By bringing together studies of biogeography, cultivation, laboratory evolution, genomics, and physiology, we developed a more holistic understanding of traits associated with the adaptive radiation of AOA into a wide variety of habitats. In particular, by linking the environmental distribution of the major genotypes of marine AOA with their variable gene contents, we identified several variable genes that determine traits associated with ecosystem-specific selection pressures in different oceanic regions. In addition to the previously recognized key environmental variables that control the distribution and diversity of marine AOA populations, such as ammonia concentrations [18, 74], light levels [51, 75], and reactive oxygen species [75,76,77,78], our data indicate that phosphate concentrations and hydrostatic pressures drive marine AOA genotypic and gene content variation in the ocean. Likewise, P availability has been identified as a major ecosystem-specific selective pressure that shapes the P-related gene content and gene sequences of another two most abundant marine microbes, Prochlorococcus and SAR11 [69]. Our findings reinforce the importance of the acquisition of beneficial nutrient scavenging genes as a common adaptive strategy for marine oligotrophs in nutrient-limited regions of the ocean. Unlike the primary association of Procholorococcus and SAR11 with temperate aquatic environments, AOA are widely distributed—from thermophilic to mesophilic habitats and from terrestrial to marine systems. Our results show that extensive horizontal transfer of genes and entire operons is closely associated with their habitat expansion, likely facilitating their adaptive radiation into a variety of ecological niches, including those spanning a range of temperature, pH, pressure, and nutrient availability.
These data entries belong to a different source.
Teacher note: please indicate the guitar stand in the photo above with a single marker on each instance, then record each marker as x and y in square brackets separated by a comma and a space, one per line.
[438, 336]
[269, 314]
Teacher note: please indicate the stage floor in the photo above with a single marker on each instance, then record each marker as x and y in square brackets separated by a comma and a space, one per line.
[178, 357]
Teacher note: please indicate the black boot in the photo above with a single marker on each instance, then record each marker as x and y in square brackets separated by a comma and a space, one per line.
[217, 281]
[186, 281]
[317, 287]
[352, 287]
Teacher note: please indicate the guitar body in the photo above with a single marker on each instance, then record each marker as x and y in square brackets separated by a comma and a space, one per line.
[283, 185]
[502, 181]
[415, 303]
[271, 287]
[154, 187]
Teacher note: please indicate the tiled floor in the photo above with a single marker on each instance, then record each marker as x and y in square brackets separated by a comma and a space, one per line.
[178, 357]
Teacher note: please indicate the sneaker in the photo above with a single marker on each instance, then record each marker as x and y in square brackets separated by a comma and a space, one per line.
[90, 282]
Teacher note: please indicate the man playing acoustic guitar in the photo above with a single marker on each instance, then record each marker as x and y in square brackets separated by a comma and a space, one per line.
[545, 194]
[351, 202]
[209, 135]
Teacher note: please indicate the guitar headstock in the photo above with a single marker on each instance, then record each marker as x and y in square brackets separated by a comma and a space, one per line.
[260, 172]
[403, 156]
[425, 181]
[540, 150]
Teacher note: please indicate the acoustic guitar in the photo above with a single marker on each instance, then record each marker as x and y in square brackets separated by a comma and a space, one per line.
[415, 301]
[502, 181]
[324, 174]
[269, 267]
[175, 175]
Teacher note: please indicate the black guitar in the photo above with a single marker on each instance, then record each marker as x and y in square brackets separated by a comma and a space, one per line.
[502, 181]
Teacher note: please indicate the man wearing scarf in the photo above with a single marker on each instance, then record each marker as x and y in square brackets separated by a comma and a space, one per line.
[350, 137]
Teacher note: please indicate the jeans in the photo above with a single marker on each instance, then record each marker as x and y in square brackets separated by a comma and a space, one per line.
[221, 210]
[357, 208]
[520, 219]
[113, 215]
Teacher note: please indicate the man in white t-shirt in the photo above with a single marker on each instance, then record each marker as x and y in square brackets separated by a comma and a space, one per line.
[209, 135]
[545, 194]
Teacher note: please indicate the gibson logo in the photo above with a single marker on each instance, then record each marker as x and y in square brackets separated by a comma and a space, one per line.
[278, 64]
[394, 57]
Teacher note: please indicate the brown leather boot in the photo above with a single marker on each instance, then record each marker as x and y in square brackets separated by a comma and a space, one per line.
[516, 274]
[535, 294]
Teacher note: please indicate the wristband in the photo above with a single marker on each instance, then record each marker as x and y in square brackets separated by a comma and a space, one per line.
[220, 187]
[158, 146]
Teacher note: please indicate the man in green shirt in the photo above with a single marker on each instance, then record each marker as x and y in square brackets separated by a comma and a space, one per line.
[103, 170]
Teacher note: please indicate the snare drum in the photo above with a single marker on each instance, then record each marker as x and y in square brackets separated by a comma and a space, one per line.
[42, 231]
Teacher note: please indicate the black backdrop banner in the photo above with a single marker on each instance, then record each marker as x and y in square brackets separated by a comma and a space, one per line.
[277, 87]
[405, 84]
It has been suggested that AOA play a significant role in shaping biodiversity in marine environments by controlling the forms of fixed nitrogen species available to other microbial assemblages and supplying vitamins to vitamin-dependent populations in the ocean [16, 23]. Our data suggest that interactions between the co-occurring WCB-AOA and bacteria encoding C-P lyase may be important to phosphorus cycling and as a source of methane in the deep ocean. Our comparative genomics and metagenomics analyses should also guide future isolation studies, suggesting that new cultivation strategies, such as high-pressure selection, are possibly required to culture piezotolerant or piezophilic species. In turn, the culture collection of environmental representatives of marine AOA and associated biota will serve to establish the model systems to investigate how mutualistic or competitive interactions between these dominant taxa and other organisms influence the biogeochemistry of marine and terrestrial ecosystems.